Law of Genome Evolution Direction : Coding Information Quantity Grows

TL;DR

This paper proposes that the quantity of coding information in genomes consistently increases during evolution, driven by functional needs, through mechanisms like duplication and gene transfer, indicating a directional trend in genome evolution.

Contribution

It introduces the concept that genome evolution is characterized by a continuous growth in coding information quantity, linking it to functional innovation and evolutionary directionality.

Findings

Coding information quantity grows over evolutionary time.

Growth is driven by sequence duplication, expansion, and gene transfer.

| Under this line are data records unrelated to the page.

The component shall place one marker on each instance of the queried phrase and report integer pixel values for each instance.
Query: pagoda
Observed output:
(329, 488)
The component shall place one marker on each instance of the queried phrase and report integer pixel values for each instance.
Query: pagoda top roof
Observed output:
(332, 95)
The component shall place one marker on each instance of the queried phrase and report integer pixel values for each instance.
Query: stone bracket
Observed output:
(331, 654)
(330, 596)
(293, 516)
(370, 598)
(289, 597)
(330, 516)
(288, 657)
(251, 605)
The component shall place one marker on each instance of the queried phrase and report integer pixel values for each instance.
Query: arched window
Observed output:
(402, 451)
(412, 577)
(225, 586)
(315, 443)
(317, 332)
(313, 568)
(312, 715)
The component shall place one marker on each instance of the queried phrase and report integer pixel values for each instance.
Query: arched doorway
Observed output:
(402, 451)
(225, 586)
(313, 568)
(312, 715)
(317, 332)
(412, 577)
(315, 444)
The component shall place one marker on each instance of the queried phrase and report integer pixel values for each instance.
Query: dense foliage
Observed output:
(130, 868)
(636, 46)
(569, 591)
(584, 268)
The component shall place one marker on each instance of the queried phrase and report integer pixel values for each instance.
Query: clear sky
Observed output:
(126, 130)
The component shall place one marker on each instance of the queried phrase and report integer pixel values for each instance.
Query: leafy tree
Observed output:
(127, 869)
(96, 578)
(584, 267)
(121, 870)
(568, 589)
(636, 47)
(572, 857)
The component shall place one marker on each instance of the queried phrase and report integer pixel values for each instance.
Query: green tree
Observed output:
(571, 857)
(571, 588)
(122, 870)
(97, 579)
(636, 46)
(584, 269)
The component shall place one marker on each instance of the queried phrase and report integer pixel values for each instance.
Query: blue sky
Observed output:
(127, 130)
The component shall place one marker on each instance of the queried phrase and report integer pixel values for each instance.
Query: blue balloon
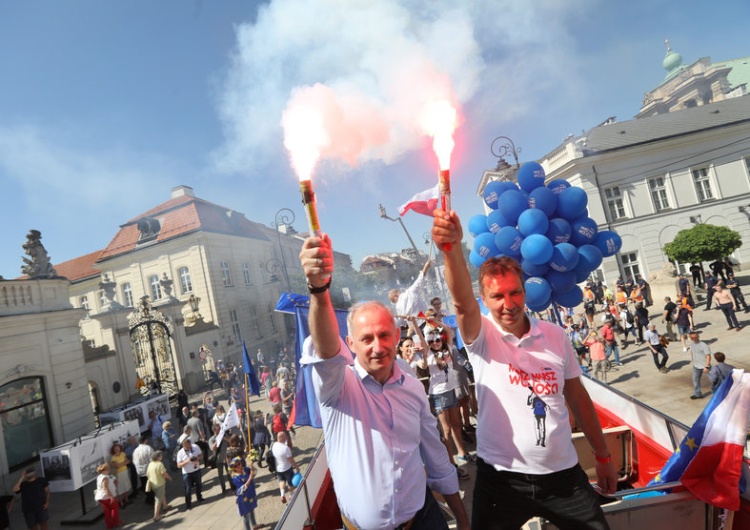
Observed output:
(496, 220)
(537, 291)
(584, 231)
(564, 257)
(608, 242)
(571, 203)
(475, 259)
(559, 231)
(530, 176)
(561, 282)
(589, 258)
(570, 298)
(492, 192)
(534, 270)
(537, 249)
(533, 221)
(512, 204)
(485, 246)
(478, 225)
(557, 186)
(508, 240)
(543, 199)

Increase in coding information correlates with functional innovation.

Abstract

The problem of the directionality of genome evolution is studied. Based on the analysis of C-value paradox and the evolution of genome size we propose that the function-coding information quantity of a genome always grows in the course of evolution through sequence duplication, expansion of code, and gene transfer from outside. The function-coding information quantity of a genome consists of two parts, p-coding information quantity which encodes functional protein and n-coding information quantity which encodes other functional elements except amino acid sequence. The evidences on the evolutionary law about the function-coding information quantity are listed. The needs of function is the motive force for the expansion of coding information quantity and the information quantity expansion is the way to make functional innovation and extension for a species. So, the increase of coding information quantity of a genome is a measure of the acquired new function and it determines the directionality of genome evolution.